Était-ce une anticipation du besoin quasi planétaire d’ouvrir grand les naseaux pour avaler un air qui nous a fait défaut ? Ou bien les designers de BMW n’ont-ils plus vraiment d’idées ? Toujours est-il que, bien avant que les uns s’asphyxient par insuffisance pulmonaire, et que les autres étouffent dans le cloître de leur propre appartement, on s’était dit à Munich qu’on allait doter la nouvelle série 4 d’une calandre qui lui barrerait tout le face avant, de haut en bas. D’une traite. Au point qu’on ne sachant plus trop où caser la plaque d’immatriculation, on décidait de la superposer à la calandre. Tant pis.

Le public était prévenu. On connaissait cette face avant depuis des mois, et on la sentait venir comme une menace, un malheur auquel on espérait échapper, sans y croire, et par lequel on n’est finalement pas surpris quand il nous tombe dessus. Comme prévu. Quand on pousse ainsi le bouchon un peu loin, on fait en sorte de le faire savoir, histoire que le public, à défaut de s’habituer, en parle. Et de ce point de vue, ça a marché.

Il fallait oser, doter ainsi un visage automobile de ces deux lames de moustache, comme si le regard perçant de la 4 ne suffisait pas à lui donner un air autoritaire. A moins qu’il ne s’agisse pas de moustaches, mais d’une paire d’incisives sur-développées, du genre à vous faire dire, avec dans la voix d’étranges résonances métalliques, « Hmmmm… Quoi d’neuf Doc’ ? », ou à vous faire chanter Bohemian Rhapsody.
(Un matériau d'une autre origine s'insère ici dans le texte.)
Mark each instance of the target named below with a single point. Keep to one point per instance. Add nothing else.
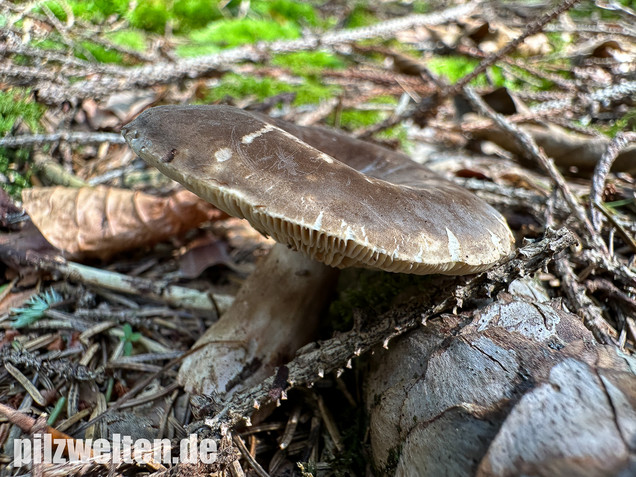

Avant la révélation, cette calandre aura fait parler d’elle. Depuis qu’on connaît la 4 dans son intégralité, elle continue à le faire. Accusée de tous les excès, de gigantisme, d’ostentation, de m’as-tu-vuisme, on se demande jusqu’où ça ira, s’ils oseront déchirer le capot plus loin encore pour que ces ouvertures s’y déploient, si elles mangeront le pare-brise et peut-être un jour, qui sait, le toit ? On plaint les marchés sur lesquels on apprécie ce genre de choses, on ironise sur ces autres cultures, là, où ça plaît bien, où on a ce mauvais goût, en se disant que vraiment tout fout’l’camp, qu’on n’est plus maître chez soi, et qu’on perd peu à peu ses marques. On prie le ciel enfin, pour que le ridicule ne tue pas, surtout que par le temps qui courent, on n’a pas vraiment besoin de ça.

Branding

En fait, on n’ose pas trop l’avouer bien sûr, mais on s’y fait à cette calandre. Bien sûr elle est vraiment très, très grande. Evidemment, elle a quelque chose d’excessif et elle sonne étrangement faux, puisque sa taille n’est pas du tout proportionnée à une fonction technique : elle mime une ouverture que, juste derrière la grille, elle occulte aussitôt pour d’évidentes raisons aérodynamiques. En réalité, elle n’a de sens qu’en tant que signe. C’est comme un second logo, qui a l’avantage, par rapport au blason classique de la marque, de pouvoir être ainsi étendu, étiré, gonflé autant qu’on veut. L’écusson représentant la fameuse hélice stylisée, lui, n’est valide que s’il garde sa taille originelle. A la différence du logo Alfa-Roméo, qu’on peut agrandir pour en faire un véritable motif, le cercle BMW n’a pas cette plasticité. Mais depuis longtemps la marque sait qu’elle peut jouer avec la double ouverture de sa calandre, et l’utiliser comme un véritable marqueur. Ce geste, consistant à barrer le produit d’un immense signe représentant la marque, le domaine de la mode le pratique depuis bien longtemps. Personne ne s’émeut de voir un t-shirt envahi de haut en bas par un Swoosh Nike qui déborde même sur les manches. Ça ne gène personne de voir les trois bandes Adidas dévorer intégralement la surface des produits sur lesquels elles s’étendent. Même les marques de grand luxe posent sur les objets qu’elles vendent des logos démesurés, qui saturent la vue de leur présence tapageuse. Le moins qu’on puisse dire, c’est que le marché aime ça. Et comme le luxe se le permet, alors cette invasion de la signalétique liées aux marques signifie désormais, elle-même, le luxe.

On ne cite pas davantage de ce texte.